The spray paint cannot be thought of in an airbrush way.  You cannot thin it down, dial back the pressure or ramp it up, and you cannot affect the spray area to smaller or larger area.  It is constant, in all manners. 

"But if it is so hard to change it, why use it?"  Simple.  It's cheap.  And because I have been able to mostly counteract the negative things above. 

Now for how I advise you use it.  First is selecting the paint.  Contrary to intuition you do not want to go for the name brands or the "quality" ones.  These are good for other applications but not this.  They put out a lot of paint for good smooth coverage.  Not the ideal situation for weathering.  Pick up the store brands or generics.  These give the smallest amount of paint required and also give more bang for the buck.  Be very sure to get flat paints. 
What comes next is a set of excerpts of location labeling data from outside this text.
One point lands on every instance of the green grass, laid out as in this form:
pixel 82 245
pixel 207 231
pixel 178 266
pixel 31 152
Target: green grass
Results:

The gloss will shine once they are applied and look off.  Always be sure to go flat unless you need shiny.  Once you have the paints, make one of these:


This is the template I made for basic shapes.  Mine is made from a box I got a sweater in.  It is thin, stiff, and was close enough I didn't have to get up.  :)  The bottom is for getting that dust or dirt color along the bottom of cars, and the top is for the locomotive as it has the indentation for the wave.  The wave is where the aerodynamics of the train causes a rise that drags dirt up with it.  Usually this is located around the cab, but prototype photos show the best places.  There are lines and triangles for various streakings and point weathering.  The 4 on the right are for showing where the dirt is kicked up onto car ends from the other cars wheels.  They are in gauge with the rails and wheels.  If you do not want a noticable line showing you used a mask, hold the template about an inch or two from the model so that it can fade around it.  For crisp lines that show specific edges, hold it as close as possible.  You can add or remove things as needed.  If the pattern openings are too close together, then use painters tape to cover over unwanted openings (as seen above).

Now for colors.  Choose what you like best.  I have a white for fading the overall car, a tan for dust and other dirt effects, and a black for grime and wear.  You can have more or others, it is really up to you!

Last but not least, technique.  Since you cannot control the amount of pain being sprayed, you must control the movement.  Short quick passes are best.  If you do not want a lot of weathering then do not spray at the model but at the ground in front of it.  Some of the spray will carry onto the model without being overkill.  Remember, as with airbrushing it is easier to make it heavier than to make it lighter, so go easy and check your work constantly.  I do every few passes just to be sure. 

A downside is that the spray is not as fine as an airbrush so if you look reeeeeeeally closely you can see the dots of paint.  This can be negated by using pastels or other methods of weathering to even out.  Ultimately it works for me, and I have enjoyed it immensly.  Here are two of the cars I have used this on:


So there you have it.  A neat and simple way to weather your cars.  As always, feel free to leave questions and comments.  Have fun and good luck y'all!